Suponía que de algún modo lo era. La última sobrina. La que había corrido tan rápido como había podido. La que había sobrevivido. Se sentó frente a los restos de la hoguera y lanzó lejos el leño quemado. Probablemente no habría sido un arma lo bastante buena; probablemente cuando le hubiera asestado el primer golpe se habría hecho añicos como el carboncillo de un artista. El sol lucía un naranja cada vez más profundo, encendiendo el horizonte oeste. Pronto se incendiaría.
Pensó en Henry. Pensó en Amy. Ahí no había nada, pero lo había habido —algo tan hermoso como un arco iris doble sobre la playa— y era bonito saberlo, era bonito recordarlo. Pensó en su padre. Pronto se levantaría, caminaría con dificultad hasta la Cabaña de Hierba y lo llamaría. Pero todavía no. No tan pronto. Por el momento le bastaba con quedarse sentada con los pies en la arena y sus doloridos brazos alrededor de sus rodillas flexionadas.
La marea subió. Ni rastro de sus harapientos pantalones azules ni de la camisa roja de golf de Pickering. El océano se los había llevado. ¿Se habría ahogado? Ella suponía que eso era lo más probable, pero se había hundido de una forma tan repentina, sin una ola final que…
—Creo que algo se lo llevó —le dijo al aire—. Supongo que prefiero pensar eso. Dios sabe por qué.
Porque eres humana, cariño, dijo su padre.
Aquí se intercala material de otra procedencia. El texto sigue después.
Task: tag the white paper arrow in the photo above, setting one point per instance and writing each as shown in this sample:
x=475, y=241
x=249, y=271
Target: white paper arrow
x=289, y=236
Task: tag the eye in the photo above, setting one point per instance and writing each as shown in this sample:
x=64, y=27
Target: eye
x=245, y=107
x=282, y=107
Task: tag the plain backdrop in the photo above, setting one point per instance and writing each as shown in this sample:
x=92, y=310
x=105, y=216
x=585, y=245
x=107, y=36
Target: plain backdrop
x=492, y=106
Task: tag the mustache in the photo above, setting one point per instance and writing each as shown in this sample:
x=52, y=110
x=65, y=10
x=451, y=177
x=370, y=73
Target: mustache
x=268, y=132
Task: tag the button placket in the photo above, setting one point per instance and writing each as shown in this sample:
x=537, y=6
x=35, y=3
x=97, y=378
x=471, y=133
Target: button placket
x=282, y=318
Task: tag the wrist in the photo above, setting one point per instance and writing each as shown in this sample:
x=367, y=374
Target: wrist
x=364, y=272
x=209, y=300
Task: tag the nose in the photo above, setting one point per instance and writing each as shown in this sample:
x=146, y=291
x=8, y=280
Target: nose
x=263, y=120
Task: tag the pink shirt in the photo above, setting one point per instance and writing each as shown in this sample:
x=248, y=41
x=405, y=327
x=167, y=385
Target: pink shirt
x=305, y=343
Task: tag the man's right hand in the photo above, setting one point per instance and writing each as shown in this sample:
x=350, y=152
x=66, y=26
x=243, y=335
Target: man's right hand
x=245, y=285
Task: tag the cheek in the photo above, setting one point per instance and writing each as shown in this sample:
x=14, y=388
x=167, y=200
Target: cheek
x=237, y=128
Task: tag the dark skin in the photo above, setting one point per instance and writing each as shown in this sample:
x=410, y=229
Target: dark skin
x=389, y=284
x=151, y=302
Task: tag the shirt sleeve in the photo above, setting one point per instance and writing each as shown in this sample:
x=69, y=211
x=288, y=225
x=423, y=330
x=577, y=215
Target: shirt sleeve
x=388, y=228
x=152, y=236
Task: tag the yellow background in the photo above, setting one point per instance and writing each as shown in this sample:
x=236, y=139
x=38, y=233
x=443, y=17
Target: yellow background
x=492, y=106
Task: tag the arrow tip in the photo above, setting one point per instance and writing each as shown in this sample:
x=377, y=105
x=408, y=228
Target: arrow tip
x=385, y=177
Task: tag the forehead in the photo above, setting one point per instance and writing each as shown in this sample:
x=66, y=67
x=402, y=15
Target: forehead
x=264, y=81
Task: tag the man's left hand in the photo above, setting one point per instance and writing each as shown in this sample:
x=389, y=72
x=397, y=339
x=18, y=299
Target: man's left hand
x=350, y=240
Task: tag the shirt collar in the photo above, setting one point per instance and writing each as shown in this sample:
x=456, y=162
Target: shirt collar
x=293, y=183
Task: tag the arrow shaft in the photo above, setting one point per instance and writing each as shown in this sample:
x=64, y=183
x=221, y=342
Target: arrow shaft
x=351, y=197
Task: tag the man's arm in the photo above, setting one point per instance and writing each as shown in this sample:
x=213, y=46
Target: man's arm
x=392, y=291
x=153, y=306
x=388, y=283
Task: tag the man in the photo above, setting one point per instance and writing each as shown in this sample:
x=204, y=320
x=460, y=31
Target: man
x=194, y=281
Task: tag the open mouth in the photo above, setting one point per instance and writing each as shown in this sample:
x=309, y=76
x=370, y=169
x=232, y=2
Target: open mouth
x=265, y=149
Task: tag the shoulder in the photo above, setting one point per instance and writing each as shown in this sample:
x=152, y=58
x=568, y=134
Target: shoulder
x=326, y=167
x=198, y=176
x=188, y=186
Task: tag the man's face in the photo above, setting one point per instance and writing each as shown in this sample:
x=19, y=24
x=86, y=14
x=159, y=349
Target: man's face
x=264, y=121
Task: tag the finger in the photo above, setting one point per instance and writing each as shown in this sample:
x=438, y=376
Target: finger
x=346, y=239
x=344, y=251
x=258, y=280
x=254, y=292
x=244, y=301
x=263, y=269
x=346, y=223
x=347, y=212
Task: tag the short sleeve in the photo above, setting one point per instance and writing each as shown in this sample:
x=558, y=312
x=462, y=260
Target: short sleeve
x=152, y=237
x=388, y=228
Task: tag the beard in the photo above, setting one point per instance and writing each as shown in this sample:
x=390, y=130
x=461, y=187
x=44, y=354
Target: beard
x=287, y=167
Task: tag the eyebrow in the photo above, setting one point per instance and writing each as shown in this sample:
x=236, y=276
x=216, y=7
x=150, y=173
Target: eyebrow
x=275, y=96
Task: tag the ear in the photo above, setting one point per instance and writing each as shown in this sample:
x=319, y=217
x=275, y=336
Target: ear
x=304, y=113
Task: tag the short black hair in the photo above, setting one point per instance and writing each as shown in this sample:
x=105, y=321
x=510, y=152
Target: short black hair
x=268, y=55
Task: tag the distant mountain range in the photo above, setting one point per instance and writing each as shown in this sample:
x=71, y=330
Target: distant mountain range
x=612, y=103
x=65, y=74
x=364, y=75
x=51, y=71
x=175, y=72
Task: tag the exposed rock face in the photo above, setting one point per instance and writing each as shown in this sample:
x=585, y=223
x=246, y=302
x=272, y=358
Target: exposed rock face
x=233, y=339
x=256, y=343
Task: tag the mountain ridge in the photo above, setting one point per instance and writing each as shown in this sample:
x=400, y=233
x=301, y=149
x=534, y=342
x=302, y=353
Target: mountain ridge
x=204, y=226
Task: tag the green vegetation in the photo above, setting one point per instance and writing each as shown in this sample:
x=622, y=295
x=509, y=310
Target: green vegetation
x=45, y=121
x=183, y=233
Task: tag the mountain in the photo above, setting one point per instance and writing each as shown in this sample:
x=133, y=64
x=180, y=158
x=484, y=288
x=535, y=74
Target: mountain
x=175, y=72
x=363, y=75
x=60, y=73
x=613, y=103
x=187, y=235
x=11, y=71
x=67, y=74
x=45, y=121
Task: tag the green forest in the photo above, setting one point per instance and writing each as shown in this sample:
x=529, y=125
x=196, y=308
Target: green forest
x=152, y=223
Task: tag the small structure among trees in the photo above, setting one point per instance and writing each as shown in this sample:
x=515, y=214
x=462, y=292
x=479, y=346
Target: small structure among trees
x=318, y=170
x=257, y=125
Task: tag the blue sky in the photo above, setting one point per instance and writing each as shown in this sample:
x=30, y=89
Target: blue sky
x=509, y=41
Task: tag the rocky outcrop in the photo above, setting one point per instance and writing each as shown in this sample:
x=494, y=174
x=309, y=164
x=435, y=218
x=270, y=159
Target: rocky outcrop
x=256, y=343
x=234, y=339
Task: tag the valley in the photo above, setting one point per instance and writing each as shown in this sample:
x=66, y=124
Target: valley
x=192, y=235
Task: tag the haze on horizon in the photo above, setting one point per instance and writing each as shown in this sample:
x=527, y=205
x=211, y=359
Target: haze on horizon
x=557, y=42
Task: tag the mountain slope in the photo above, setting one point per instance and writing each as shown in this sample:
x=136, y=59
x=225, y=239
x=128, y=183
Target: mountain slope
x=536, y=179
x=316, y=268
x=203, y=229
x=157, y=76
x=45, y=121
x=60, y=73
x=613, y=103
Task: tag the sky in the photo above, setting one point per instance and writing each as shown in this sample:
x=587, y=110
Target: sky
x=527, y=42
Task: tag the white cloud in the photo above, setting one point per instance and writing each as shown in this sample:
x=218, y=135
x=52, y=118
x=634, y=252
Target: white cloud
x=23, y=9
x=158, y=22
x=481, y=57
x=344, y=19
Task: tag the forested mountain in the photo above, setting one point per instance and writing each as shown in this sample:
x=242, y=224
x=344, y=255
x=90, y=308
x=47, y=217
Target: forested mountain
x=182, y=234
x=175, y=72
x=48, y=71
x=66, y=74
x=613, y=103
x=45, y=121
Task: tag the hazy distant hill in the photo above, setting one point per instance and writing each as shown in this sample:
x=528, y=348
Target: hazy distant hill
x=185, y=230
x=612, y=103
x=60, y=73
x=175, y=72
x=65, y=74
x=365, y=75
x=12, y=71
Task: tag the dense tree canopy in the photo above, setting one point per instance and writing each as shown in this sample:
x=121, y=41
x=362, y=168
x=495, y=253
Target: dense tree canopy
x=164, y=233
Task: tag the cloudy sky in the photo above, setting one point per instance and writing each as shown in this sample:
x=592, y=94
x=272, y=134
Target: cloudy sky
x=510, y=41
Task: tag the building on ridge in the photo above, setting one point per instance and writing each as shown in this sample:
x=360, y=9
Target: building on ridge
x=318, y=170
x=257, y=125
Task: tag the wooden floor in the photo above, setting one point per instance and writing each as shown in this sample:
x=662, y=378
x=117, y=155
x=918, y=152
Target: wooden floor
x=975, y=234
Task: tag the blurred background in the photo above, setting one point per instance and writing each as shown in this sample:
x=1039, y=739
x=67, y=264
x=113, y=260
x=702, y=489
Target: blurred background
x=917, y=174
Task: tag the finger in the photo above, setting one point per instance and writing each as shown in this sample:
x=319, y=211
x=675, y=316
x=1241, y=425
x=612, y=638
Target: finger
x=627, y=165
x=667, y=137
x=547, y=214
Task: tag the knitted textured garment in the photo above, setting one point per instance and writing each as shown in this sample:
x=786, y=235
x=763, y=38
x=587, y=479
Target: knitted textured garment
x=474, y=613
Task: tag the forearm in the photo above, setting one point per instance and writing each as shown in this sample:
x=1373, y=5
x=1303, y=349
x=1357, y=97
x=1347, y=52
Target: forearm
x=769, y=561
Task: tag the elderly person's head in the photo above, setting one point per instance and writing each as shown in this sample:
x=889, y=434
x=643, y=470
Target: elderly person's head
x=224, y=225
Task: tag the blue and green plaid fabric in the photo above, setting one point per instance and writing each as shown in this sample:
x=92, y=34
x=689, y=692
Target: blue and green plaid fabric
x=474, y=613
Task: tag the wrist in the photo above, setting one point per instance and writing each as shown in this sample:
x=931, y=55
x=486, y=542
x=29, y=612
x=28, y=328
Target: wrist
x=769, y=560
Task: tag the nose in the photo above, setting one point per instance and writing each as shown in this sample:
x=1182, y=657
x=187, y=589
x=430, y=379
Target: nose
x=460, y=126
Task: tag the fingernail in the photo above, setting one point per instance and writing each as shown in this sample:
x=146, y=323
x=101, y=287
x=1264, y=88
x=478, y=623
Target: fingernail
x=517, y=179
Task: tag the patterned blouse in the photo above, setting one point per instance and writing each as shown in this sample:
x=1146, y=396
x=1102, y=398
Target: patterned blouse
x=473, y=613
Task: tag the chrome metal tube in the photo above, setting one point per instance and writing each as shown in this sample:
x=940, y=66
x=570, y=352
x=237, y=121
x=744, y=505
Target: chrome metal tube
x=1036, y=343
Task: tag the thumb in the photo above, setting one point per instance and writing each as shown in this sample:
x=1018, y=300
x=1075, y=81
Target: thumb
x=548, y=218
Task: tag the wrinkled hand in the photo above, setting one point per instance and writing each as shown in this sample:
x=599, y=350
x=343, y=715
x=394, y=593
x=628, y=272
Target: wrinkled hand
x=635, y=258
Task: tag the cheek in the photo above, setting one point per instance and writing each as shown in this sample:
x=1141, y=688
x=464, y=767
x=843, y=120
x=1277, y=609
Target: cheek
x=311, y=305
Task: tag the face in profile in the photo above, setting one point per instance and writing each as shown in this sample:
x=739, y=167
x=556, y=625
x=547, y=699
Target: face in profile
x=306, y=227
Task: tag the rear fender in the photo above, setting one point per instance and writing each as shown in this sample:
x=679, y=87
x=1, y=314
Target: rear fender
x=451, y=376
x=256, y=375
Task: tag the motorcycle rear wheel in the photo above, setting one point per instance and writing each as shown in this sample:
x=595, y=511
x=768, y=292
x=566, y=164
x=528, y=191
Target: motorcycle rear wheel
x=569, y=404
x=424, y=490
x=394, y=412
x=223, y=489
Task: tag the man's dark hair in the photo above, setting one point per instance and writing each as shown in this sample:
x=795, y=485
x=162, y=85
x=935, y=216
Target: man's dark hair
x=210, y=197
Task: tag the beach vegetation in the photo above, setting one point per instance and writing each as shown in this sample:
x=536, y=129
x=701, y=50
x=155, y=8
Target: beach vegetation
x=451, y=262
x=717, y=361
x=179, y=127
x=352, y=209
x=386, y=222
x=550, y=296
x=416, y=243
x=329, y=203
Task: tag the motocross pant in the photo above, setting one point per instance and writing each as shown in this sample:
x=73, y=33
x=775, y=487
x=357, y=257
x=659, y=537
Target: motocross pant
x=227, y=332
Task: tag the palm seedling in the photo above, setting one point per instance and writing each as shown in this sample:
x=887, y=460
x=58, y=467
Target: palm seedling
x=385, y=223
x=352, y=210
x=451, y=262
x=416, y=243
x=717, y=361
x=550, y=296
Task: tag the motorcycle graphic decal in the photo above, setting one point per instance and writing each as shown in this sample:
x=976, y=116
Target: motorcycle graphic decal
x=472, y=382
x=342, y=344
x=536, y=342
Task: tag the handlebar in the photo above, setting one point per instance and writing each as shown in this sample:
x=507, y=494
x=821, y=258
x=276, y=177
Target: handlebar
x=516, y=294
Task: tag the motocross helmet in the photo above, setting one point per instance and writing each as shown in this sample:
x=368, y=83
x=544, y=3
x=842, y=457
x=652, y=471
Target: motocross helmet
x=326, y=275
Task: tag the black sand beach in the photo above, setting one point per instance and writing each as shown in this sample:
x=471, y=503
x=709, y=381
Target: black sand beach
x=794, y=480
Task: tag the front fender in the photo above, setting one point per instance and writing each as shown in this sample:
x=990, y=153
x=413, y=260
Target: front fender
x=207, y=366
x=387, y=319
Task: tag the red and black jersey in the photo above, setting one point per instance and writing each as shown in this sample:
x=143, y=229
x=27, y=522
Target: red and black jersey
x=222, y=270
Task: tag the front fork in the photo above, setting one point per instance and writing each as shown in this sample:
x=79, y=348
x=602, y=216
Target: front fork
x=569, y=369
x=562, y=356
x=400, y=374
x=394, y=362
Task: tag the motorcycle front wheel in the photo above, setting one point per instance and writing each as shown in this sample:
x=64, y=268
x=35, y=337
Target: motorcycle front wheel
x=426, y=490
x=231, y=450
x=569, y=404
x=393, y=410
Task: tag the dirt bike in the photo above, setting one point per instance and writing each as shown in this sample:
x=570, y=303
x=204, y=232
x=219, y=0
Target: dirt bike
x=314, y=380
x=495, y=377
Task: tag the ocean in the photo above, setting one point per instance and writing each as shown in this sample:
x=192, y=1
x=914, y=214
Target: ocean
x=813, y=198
Solo eso.
Y ella supuso que era cierto y así de simple.
En una película de terror, Pickering haría su última aparición: bien saldría rugiendo entre las olas, bien la estaría esperando, empapado pero aún con vida, en el armario de su dormitorio cuando ella regresara. Pero aquello no era una película de terror, era su vida. Su propia y pequeña vida. La viviría, empezaría por el largo y renqueante camino de vuelta hasta la casa y la llave que había en el interior de la caja de caramelos balsámicos oculta bajo el feo gnomo con un sombrero rojo desteñido. Usaría la llave, y también usaría el teléfono. Llamaría a su padre. Luego llamaría a la policía. Más tarde, suponía, llamaría a Henry. Creía que Henry todavía tenía derecho a saber que estaba bien, aunque no lo tendría siempre. Supuso que ni siquiera él querría tenerlo.
En el océano, tres pelícanos descendieron en picado, rozando el agua, luego ascendieron, mirando hacia abajo. Ella los observó, con la respiración contenida, y vio cómo alcanzaban un punto de perfecto equilibrio en el aire anaranjado. Su rostro —afortunadamente eso ella no lo sabía— era el de esa niña que podría haberse pasado la vida trepando a los árboles.
Los tres pájaros plegaron las alas y se zambulleron en formación.
Emily aplaudió, a pesar del dolor de su muñeca derecha, y gritó:
—¡Eh, pelícanos!
Luego se secó los ojos con el brazo, se echó el pelo hacia atrás, se levantó y empezó a caminar hacia casa.